On a foggy June morning....

From a few days ago before I did too much hand-sewing and angered my right shoulder.

Our granddaugthers are here for the week, and we've already enjoyed some marvelous summer weather. This morning is a June Gloom extravaganza, lol, but in a few hours that marine layer will lift, the sun heading high into the near-solstice sky.

Currently it's myself and chirping birds, fog beginning to rise upward, a few cups of black half-caff tea ingested. I've not written much about giving up almond/oat milk in tea, but after the last week to ten days, I've managed what I never thought possible.

And maybe that sums up our lives, going about this and that, wishing for a dream to become reality or to shed that which hinders, then a week to ten days pass, a few months perhaps, and there we are in that long-considered yet didn't think we could achieve life. Huh. Pretty weird.

But good! Why did I give up a milk-substitute in my tea (but not my coffee, lol)? Because when I visited my daughter at the end of May, the almond milk didn't seem right. It was fragmented in my hot beverage, and while the taste was adequate, the look of it was...not the look of tea with milk I knew long ago in Britain. That's where I began drinking hot black tea, using real milk, and nearly thirty years later I'm in Humboldt County and milk alternatives no longer soothe my soul.

Yet I am a writer now, like I always wanted to be. A grandmother even, which I vaguely assumed would occur. I sew quilts and keep chickens, neither of which were on my docket, haha. I live in a place where the temps are kinda like England, yet Redwood trees and banana slugs don't at all resemble a place where at the time of departure claimed a quarter of my lifespan. It's been nearly twenty years since we left, and those eleven years of UK residence continue to shrink with every passing day.

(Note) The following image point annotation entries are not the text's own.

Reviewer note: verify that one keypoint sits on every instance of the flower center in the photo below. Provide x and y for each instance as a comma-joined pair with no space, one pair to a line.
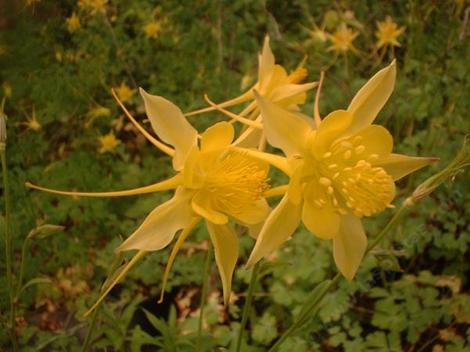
345,179
235,181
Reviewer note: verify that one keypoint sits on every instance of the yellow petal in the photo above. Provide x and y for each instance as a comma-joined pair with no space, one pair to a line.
330,129
202,206
156,187
398,165
279,226
370,99
266,65
171,126
322,222
249,138
118,277
376,140
283,129
225,242
349,246
217,136
164,148
286,91
160,226
253,213
193,178
174,251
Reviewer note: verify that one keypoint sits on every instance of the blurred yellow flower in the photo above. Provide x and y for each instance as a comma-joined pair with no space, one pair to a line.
108,142
73,23
340,171
93,6
342,40
7,90
152,29
124,92
387,33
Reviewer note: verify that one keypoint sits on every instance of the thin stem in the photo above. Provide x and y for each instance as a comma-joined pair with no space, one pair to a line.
89,334
202,304
23,256
247,306
8,248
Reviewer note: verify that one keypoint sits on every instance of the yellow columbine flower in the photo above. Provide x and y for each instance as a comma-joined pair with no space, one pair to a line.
213,183
152,29
124,92
342,40
340,171
387,33
73,23
274,83
94,6
107,142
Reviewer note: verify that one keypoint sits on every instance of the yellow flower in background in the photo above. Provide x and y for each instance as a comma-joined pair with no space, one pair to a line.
73,23
341,169
124,92
213,183
108,142
342,40
273,82
94,6
387,33
7,90
152,29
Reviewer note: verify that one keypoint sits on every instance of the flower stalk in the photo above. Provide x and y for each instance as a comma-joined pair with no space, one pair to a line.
247,306
455,166
7,230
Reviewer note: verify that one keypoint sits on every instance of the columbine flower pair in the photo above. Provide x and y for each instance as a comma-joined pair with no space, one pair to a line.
341,169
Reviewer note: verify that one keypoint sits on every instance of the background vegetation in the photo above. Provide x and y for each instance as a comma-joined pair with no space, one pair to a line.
58,61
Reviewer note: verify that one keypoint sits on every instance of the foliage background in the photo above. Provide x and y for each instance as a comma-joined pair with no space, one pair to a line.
412,295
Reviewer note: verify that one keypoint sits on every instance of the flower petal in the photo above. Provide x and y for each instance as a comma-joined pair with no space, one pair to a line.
253,213
332,127
225,242
218,136
322,222
170,125
279,226
398,165
376,140
283,129
202,206
370,99
349,246
160,226
286,91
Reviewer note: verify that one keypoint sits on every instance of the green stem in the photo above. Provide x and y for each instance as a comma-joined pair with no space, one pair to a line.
20,279
8,248
314,306
89,334
202,304
247,306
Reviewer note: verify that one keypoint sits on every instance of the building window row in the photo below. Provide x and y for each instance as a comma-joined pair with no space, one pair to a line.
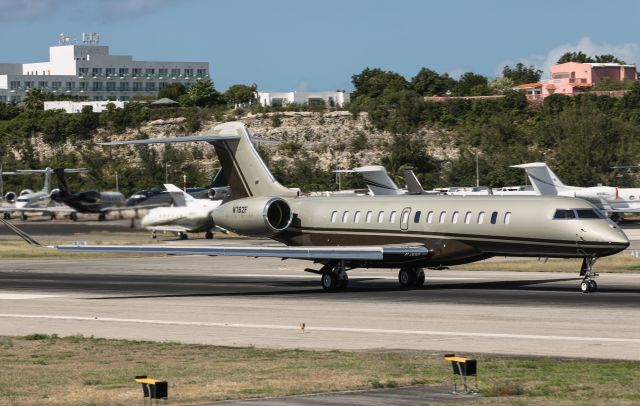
146,72
456,217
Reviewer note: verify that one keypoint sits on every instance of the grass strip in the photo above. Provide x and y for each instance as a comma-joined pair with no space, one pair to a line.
76,370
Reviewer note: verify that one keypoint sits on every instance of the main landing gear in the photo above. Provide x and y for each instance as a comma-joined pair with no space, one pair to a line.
588,284
333,276
411,277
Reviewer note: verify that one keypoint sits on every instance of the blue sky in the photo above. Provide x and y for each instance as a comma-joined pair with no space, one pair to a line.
317,45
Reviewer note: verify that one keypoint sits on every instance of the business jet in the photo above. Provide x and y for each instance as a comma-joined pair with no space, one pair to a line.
28,201
613,200
406,232
187,215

I've been reading through private blog posts I wrote when we packed out of our British life, and while I'm grateful to have written them, I'm reminded how the past is just that, and dwelling in the present is better. Yet tomorrow this post will be the past, does that mean it's irrelevant? Does having put milk in tea matter a single whit? All the books I write, quilts I sew, what is their significance? I can't measure that, all I can do is keep moving forward in love. For if something is accomplished in love, its purpose is far more than I can fathom.

That's where I am right now; keeping my heart open to unexpected occurrences, keeping a loving eye on granddaughters, on my hubby, and prayers for the rest of my beloveds. Keeping almond and oat milk out of the tea, but using it in coffee, maybe the sugar makes it palatable. Sweetness matters in how we treat others, ourselves, and in accepting where we are on this planet, blips here then gone.

As long as there is sweetness, kindness, and care for others, no milk substitute is required. Have a great week everyone!